With respect to the strength of our responses to output gaps and inflation gaps, I think the Committee hasn’t been as gradual or as damped in its responses as the equations say it has. In my view there are a couple of points indicative of biases there. One is that the Committee has been forward-looking, so we’re really looking at forecasts and not at existing output gaps. We can often bring information to bear that says that a particular shock will likely go away and we don’t need to react so strongly to it.
So I think the wrong stuff is on the right-hand side of these Taylor rules; the Committee is doing much more than looking at the current levels of those two gaps. The second point is that these estimates are made on the assumption of a constant inflation target, in this case from 1987 through the present. I don’t want to get into a discussion of whether it should or should not have been constant. But I do believe that, from 1987 at least into the second part of the 1990s, the Committee surely did not have a constant inflation target. A number of the former members of this Committee talked about an opportunistic approach to reducing inflation. Inflation was higher than it needed to be over the long run, but there wasn’t any extraordinary effort to reduce it. The models wanted us to be stronger in reducing inflation because they had a lower inflation target than the Committee and the Committee didn’t react to the model’s target but to its own. I think that biases the results to finding that the Committee didn’t act as aggressively as the models thought it should, when in fact it acted fairly aggressively—and aggressively enough to get some pretty darn good outcomes for the economy over the past twenty years.
Having said that, I think there is a valuable lesson embedded here, and it goes to the discussion you were having about policy mistakes. It’s better generally for policy to act too strongly than too weakly to developing situations. Serious policy errors have been made when policy doesn’t react aggressively enough to a developing situation. Examples are the Federal Reserve in the 1970s or the Bank of Japan in the 1990s.

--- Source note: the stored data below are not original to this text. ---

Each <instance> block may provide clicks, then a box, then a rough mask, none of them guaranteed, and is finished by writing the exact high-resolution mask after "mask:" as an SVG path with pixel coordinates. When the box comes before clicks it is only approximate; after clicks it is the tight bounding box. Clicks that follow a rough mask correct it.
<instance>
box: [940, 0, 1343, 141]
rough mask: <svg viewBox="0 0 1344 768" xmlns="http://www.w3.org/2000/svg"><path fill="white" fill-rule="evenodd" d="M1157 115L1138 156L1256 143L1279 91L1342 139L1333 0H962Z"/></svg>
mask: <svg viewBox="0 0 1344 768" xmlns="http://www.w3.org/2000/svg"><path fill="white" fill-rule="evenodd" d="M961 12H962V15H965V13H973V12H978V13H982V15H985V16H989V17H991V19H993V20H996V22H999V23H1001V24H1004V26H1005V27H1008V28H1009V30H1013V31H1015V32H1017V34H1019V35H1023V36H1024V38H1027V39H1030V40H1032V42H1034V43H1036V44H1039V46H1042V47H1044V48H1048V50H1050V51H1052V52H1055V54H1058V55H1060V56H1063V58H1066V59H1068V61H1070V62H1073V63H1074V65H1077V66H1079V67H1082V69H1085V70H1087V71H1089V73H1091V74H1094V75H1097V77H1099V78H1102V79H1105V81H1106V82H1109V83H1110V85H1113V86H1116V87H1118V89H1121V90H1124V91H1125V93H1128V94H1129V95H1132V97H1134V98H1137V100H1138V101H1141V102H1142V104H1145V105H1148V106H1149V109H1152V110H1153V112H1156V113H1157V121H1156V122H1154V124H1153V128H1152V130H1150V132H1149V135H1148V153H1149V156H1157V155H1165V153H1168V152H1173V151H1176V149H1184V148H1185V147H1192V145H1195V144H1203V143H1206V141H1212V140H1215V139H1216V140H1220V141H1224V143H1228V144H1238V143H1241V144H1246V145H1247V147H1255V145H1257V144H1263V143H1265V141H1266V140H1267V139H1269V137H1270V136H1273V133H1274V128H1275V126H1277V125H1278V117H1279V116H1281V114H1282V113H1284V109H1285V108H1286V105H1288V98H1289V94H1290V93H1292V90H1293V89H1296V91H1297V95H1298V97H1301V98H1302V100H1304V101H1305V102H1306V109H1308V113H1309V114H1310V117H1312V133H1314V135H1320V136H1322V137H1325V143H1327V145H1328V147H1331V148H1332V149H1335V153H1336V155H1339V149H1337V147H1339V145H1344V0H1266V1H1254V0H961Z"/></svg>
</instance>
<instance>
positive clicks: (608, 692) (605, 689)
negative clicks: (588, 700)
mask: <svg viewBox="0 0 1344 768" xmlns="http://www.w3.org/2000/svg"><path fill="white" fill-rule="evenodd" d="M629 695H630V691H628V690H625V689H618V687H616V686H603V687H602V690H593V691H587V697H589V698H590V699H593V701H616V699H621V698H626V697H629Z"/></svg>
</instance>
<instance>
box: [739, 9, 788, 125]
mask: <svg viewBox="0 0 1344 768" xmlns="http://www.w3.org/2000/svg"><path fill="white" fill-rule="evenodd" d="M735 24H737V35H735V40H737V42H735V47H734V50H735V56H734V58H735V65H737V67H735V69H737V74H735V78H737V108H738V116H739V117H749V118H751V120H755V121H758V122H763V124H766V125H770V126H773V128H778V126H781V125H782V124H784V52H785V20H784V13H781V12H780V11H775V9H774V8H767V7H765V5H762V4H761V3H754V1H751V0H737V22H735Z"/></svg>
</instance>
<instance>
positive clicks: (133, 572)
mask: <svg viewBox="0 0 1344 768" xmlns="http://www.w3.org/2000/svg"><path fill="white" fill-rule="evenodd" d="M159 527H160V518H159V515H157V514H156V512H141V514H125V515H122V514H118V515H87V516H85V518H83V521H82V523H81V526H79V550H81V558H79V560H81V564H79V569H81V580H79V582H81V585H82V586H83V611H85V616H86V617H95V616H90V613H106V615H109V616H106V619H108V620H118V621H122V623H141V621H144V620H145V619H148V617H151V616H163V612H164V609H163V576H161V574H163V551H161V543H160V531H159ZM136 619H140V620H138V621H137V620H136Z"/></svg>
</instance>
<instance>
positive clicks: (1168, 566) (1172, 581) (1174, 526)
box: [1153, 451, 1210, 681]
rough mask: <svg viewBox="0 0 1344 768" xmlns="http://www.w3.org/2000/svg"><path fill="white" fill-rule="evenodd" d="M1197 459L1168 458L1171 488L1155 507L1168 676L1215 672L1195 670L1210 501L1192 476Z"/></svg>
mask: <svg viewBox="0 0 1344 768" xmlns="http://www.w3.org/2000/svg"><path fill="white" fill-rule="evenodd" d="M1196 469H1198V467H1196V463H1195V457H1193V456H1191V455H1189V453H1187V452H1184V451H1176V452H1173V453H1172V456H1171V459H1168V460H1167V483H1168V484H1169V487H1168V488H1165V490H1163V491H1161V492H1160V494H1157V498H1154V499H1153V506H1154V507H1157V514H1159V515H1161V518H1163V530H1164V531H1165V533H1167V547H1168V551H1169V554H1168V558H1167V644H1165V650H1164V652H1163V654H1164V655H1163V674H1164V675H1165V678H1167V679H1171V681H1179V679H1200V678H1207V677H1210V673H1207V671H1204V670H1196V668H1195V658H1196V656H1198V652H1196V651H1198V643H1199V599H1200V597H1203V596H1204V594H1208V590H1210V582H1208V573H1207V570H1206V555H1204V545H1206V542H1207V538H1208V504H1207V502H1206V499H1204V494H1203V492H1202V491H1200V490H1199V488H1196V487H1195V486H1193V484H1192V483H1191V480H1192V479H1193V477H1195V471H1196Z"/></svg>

That is the sort of policy error that allows expectations to get out in front. It allows a spiral to develop that becomes very, very hard to reverse. If we react too aggressively, that also can be a policy mistake. But tightening too much because we’re afraid of inflation or easing too much because we’re concerned about deflation or recession is much more easily reversed without cumulating expectational problems getting built in. So to me the lesson for the Committee from these optimal rules is that we are probably better off being a little too aggressive than being not aggressive enough in terms of the possible consequences for the economy over time.